Non lasciamo sole le famiglie con bambini, disabili e anziani. Il Laboratorio Baldi vuole coordinamento tra i servizi e razionalizzazione dei costi.

Paola SalaminiCOMUNICATO STAMPA

Rette altissime degli asili, che mettono a disposizione delle famiglie un numero di posti limitato e insufficiente alle richieste effettive; insegnanti di sostegno a ore, scelti in base a criteri non funzionali allo sviluppo del bambino, che meriterebbe di avere un insegnante competente e formato soprattutto quando si tratta di bambini disabili; anziani, soli, sempre più numerosi e non autosufficienti.

Paola Salamini, 34 anni, operatore socio sanitario presso Reggio Emilia Terza Età e mamma di quattro bambini di cui uno disabile dalla nascita, candidata al Consiglio comunale per la lista civica Laboratorio Baldi per Reggio, testimonia in prima persona le difficoltà a cui le famiglie con bambini piccoli e disabili sono costretti a far fronte.

Mio malgrado devo dire che sociale, sanità e scuola negli ultimi anni hanno avuto un picco verso il basso repentino e che non si arresterà se le cose continueranno ad essere gestite in questo modo.

“Uno degli obiettivi primari della pubblica amministrazione dovrebbe essere la salute dei cittadini - spiega Paola Salamini - e per far sì che questo obiettivo venga perseguito è necessario mettere in campo una serie di azioni basate sulla qualità degli interventi e del personale coinvolto e soprattutto creare una rete di collaborazione tra le istituzioni, gli enti e i servizi preposti, finalizzata al raggiungimento del miglior risultato possibile a favore delle famiglie bisognose.
Oggi avviene l’esatto contrario - lamenta Paola Salamini - le famiglie si sentono sole nella propria battaglia quotidiana, perché non esistono forme di coordinamento tra i servizi che anzi dovrebbero esserci di aiuto, per cui siamo noi che dobbiamo fungere da collante tra i vari uffici, riportando le esperienze precedenti e sollecitando incontri e riunioni. Inoltre ci troviamo spesso di fronte a personale non sufficientemente preparato e aggiornato, addirittura disinformato su tipologie di interventi e terapie, e ci accorgiamo che a prevalere sono le logiche economiche e non i codici deontologici.

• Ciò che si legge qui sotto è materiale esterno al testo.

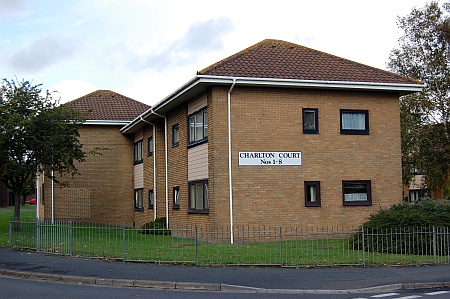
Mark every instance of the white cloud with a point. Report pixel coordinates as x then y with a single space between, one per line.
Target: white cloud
42 53
68 90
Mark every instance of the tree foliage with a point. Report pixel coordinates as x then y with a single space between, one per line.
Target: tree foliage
424 54
37 136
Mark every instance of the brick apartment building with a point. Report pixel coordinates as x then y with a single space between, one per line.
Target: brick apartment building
275 135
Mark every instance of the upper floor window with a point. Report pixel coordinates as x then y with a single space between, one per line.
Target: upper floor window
151 199
355 122
150 146
138 200
198 127
138 152
175 135
176 197
310 121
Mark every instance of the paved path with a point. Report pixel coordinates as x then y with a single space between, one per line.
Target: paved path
81 270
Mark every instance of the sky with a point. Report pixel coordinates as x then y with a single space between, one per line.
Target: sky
146 49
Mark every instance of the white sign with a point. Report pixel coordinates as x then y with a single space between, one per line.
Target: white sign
270 158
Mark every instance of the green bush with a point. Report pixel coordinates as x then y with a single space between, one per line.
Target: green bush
407 229
156 227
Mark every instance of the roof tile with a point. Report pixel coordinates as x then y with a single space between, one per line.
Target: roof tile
109 105
278 59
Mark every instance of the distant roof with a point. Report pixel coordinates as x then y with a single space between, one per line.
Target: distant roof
107 105
284 60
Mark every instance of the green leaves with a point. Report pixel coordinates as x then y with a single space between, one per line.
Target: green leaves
36 135
424 54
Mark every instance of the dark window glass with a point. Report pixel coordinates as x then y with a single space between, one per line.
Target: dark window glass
198 127
138 152
310 121
357 193
312 194
354 122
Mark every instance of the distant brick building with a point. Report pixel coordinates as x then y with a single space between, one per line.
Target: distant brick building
275 135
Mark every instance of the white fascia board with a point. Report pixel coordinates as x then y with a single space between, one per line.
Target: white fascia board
106 122
273 82
396 87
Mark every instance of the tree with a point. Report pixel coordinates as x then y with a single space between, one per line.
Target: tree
424 53
37 136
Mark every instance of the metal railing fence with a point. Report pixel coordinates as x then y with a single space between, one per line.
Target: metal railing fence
255 246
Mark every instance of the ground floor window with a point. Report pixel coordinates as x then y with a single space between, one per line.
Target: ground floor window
357 193
198 197
312 194
138 200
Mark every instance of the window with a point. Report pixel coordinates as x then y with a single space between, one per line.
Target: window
175 135
355 122
198 197
357 193
150 146
176 197
198 127
312 194
151 199
138 152
310 121
138 200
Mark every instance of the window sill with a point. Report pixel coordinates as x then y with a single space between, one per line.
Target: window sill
198 211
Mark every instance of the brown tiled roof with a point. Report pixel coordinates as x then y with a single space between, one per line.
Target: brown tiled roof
278 59
109 105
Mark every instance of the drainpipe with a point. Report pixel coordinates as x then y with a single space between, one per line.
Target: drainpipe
38 198
53 197
165 155
229 163
154 167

Gli interventi proposti da Paola Salamini del Laboratorio Baldi partono dal corretto utilizzo delle risorse economiche investite nei servizi al cittadino che produrrebbe vantaggi immediati alle famiglie e benefici alle casse del Comune.
“Così come sarebbe necessario snellire le procedure burocratiche, formare ciclicamente e costantemente il personale, sviluppare una rete di collaborazione tra i diversi servizi che si coordinano per obiettivi ed interventi comuni su uno stesso progetto, fornire adeguato supporto psicologico alle famiglie che presentano casi di disabilità, ridurre al minimo i tempi di attesa sia per quanto riguarda gli ausili di supporto che l’ingresso in strutture specializzate.

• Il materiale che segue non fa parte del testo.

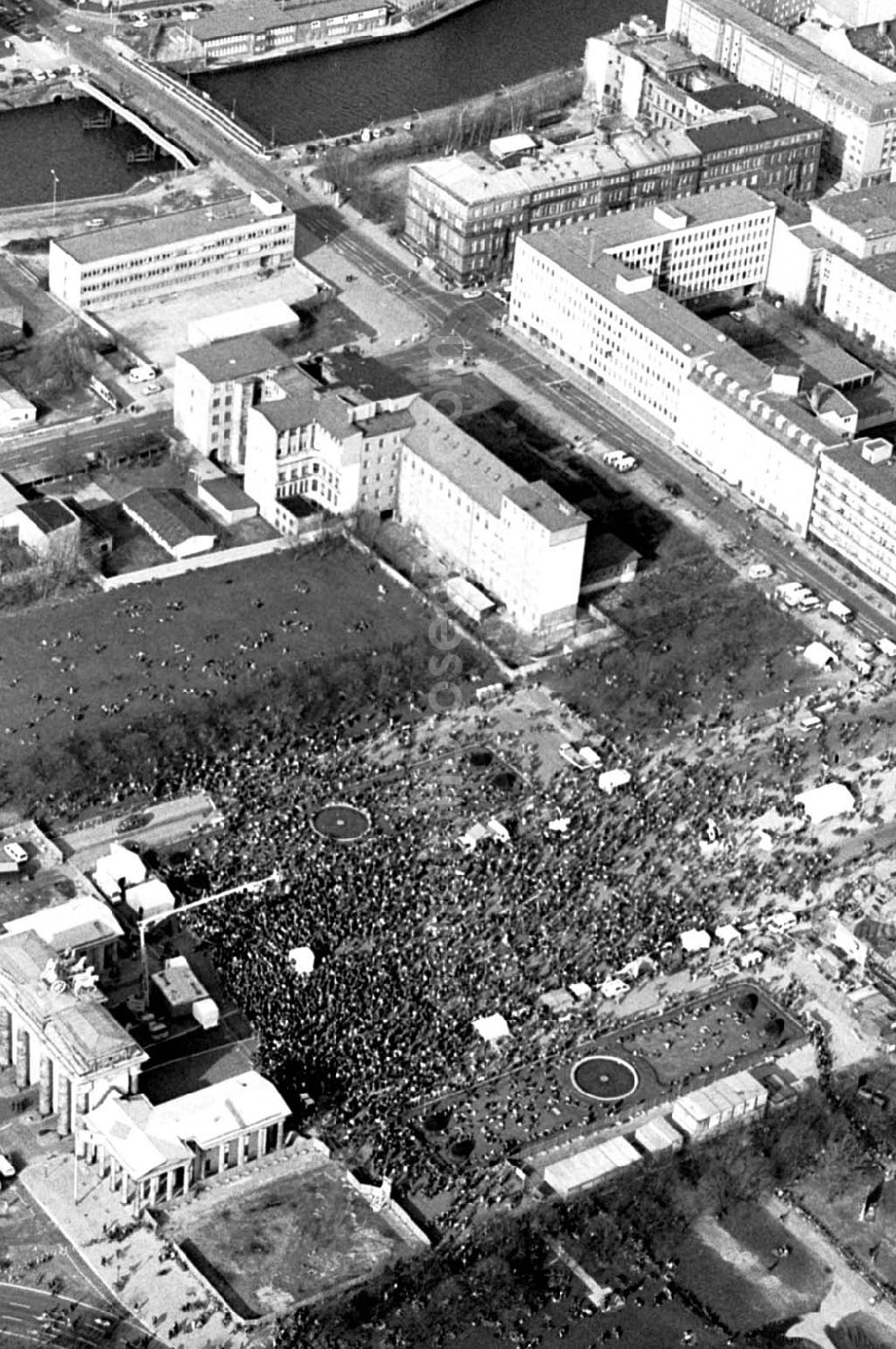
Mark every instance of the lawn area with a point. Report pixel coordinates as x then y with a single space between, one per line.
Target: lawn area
287 1239
538 1103
101 664
732 1267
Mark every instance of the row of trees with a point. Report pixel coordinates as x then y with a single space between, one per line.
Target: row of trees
508 1268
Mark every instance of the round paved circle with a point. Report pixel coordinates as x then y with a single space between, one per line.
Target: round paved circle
341 822
602 1077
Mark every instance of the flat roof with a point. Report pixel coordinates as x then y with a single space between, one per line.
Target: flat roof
163 229
227 491
47 515
877 478
869 211
474 177
459 457
235 358
229 21
837 79
168 515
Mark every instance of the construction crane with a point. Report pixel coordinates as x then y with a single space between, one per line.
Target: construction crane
251 886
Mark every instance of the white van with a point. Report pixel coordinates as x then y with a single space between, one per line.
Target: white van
840 611
142 374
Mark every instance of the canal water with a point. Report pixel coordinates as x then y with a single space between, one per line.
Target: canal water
493 43
87 163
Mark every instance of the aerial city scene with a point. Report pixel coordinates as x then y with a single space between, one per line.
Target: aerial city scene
447 675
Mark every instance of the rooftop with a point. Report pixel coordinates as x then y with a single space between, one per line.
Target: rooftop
459 457
475 178
835 79
879 478
166 515
162 231
235 358
227 21
869 211
47 515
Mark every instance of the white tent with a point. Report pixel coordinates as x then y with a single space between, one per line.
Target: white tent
491 1028
695 939
301 958
119 866
827 801
819 656
613 779
150 900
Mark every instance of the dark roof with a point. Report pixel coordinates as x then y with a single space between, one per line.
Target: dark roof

Tutto questo - conclude Salamini - lo si può ottenere allo stesso costo, ma con un’organizzazione diversa, più razionale e semplificata, tale da non far sentire le famiglie sole e abbandonate a se stesse. Molto spesso, purtroppo, i nostri amministratori si dimenticano che il primo obiettivo di una buona amministrazione dovrebbe essere il cittadino e non altro”.

 

 

 

 

 

Articolo pubblicato il: 30 maggio 2009, alle: 14.16. Archiviato in: Corrispondenze, Notizie, Rassegna stampa.